Year-on-year, private consumption grew 6.7 percent (5.4 percent in Q2); and public spending increased 4.1 percent (3.2 percent in Q2). By contrast, gross fixed capital formation contracted for the first time since the second quarter of 2016 by 1.7 percent, following a 7.2 percent growth in the previous period. Within fixed investment, expenditure on machinery, equipment and intellectual property products decreased 6 percent, as against the increase of 4.7 percent in Q2. Exports of goods went up 5.5 percent, the same pace as in Q2, and imports jumped 6.1 percent, also the same as in Q2. Exports of services advanced 3.7 percent (2.6 percent in Q2) and imports increased at a slower 1.5 percent (3.7 percent in Q2).
On a quarterly basis, the GDP advanced 0.5 percent, following an upwardly revised 1.1 percent expansion in the previous period.
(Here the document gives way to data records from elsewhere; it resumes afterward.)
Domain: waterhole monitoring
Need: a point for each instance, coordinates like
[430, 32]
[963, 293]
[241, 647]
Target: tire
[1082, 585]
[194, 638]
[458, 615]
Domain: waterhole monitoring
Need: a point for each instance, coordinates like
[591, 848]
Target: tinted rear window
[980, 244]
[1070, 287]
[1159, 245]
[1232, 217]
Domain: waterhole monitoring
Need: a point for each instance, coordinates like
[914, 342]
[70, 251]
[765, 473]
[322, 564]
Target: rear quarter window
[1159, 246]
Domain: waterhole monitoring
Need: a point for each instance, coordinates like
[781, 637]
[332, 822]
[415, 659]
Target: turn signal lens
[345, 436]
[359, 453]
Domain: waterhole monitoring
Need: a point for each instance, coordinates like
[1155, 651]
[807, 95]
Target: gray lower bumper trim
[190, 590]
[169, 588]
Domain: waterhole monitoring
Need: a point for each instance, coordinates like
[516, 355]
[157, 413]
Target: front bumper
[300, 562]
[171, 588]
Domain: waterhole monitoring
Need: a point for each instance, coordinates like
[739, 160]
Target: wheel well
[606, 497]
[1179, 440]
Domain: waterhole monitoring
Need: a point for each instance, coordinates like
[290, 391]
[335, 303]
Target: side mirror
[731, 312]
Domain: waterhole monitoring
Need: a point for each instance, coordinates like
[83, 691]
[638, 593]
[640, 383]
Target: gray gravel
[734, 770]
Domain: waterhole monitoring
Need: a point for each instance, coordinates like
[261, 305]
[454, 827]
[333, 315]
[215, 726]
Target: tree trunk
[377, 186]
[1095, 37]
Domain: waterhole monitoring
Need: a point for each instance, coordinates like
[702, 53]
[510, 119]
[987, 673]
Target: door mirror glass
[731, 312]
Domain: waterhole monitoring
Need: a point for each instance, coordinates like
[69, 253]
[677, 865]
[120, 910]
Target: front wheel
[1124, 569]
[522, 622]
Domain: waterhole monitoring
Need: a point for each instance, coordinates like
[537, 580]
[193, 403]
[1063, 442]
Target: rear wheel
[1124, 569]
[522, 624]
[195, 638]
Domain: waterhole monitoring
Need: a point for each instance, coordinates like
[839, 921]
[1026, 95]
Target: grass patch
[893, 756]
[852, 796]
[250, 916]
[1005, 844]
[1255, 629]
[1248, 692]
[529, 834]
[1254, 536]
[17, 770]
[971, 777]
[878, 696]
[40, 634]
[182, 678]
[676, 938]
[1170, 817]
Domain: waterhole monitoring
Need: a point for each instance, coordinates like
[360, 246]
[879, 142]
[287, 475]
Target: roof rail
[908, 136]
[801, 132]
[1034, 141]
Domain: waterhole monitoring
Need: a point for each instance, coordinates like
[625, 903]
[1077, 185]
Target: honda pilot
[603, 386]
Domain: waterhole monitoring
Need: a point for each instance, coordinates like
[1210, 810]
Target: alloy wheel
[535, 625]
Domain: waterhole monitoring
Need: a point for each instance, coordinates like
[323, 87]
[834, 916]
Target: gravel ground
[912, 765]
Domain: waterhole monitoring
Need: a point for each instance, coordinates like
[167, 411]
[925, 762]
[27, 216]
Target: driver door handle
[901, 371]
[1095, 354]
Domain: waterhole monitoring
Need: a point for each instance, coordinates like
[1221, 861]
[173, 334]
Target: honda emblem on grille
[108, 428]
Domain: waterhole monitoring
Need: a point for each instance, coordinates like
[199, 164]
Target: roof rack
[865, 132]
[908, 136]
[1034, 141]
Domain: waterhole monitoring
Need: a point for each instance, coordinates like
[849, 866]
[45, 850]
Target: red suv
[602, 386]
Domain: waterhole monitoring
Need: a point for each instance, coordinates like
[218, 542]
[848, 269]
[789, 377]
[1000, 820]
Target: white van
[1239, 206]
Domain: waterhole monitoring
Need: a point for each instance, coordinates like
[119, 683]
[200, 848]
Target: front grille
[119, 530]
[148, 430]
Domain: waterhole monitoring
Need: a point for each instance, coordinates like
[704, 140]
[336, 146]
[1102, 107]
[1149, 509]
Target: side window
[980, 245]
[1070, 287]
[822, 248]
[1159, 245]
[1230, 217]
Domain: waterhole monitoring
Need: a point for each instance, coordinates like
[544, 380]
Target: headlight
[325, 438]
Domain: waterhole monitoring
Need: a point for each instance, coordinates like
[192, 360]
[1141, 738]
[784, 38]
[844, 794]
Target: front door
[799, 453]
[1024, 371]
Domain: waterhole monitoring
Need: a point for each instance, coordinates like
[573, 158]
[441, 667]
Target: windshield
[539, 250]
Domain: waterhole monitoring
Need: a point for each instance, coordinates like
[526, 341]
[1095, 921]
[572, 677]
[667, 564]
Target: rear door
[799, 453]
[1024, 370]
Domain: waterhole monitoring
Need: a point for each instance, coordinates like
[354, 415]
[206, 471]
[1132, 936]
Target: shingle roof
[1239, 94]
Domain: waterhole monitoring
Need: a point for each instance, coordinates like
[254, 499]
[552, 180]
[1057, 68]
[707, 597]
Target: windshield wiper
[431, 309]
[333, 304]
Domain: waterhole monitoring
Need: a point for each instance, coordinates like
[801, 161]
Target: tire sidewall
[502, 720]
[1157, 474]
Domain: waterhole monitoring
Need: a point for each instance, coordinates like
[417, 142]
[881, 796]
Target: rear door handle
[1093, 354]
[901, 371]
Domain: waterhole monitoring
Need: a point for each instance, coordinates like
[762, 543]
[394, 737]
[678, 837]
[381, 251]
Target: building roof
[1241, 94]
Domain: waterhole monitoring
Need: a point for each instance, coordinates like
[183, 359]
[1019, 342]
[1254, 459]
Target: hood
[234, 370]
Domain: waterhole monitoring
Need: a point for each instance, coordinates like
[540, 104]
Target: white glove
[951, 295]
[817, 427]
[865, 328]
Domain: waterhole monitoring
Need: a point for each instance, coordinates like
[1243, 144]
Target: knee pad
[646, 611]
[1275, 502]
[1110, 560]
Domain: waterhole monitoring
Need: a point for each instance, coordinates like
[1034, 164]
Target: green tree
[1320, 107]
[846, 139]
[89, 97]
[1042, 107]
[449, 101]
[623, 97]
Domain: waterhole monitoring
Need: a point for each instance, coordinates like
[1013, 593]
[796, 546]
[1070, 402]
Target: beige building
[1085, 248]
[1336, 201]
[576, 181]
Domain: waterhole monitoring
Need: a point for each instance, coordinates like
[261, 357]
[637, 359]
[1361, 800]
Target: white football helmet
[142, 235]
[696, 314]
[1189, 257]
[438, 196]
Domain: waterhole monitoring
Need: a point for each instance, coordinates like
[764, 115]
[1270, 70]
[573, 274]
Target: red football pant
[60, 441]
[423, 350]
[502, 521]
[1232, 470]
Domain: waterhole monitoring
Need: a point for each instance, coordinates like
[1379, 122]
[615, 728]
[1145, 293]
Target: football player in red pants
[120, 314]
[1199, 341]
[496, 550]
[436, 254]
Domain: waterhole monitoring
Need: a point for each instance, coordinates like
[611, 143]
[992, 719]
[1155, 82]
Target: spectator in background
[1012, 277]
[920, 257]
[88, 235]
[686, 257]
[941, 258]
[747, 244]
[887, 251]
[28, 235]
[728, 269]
Private consumption grew 2.4 percent (2.1 percent in Q2) and government spending went up 1.5 percent (1.1 percent in Q2). Meanwhile, exports of goods rose 0.7 percent (-0.9 percent in Q2) and imports increased 1.9 percent (-0.3 percent in Q2). Exports of services jumped 2.8 percent (-1 percent in Q2) while imports shrank 2.3 percent (1.8 percent in Q2).
The robust quarterly performance prompted Hong Kong's statistics office to revise its full-year GDP forecast from a range of 3-4 percent to 3.7 percent in 2017.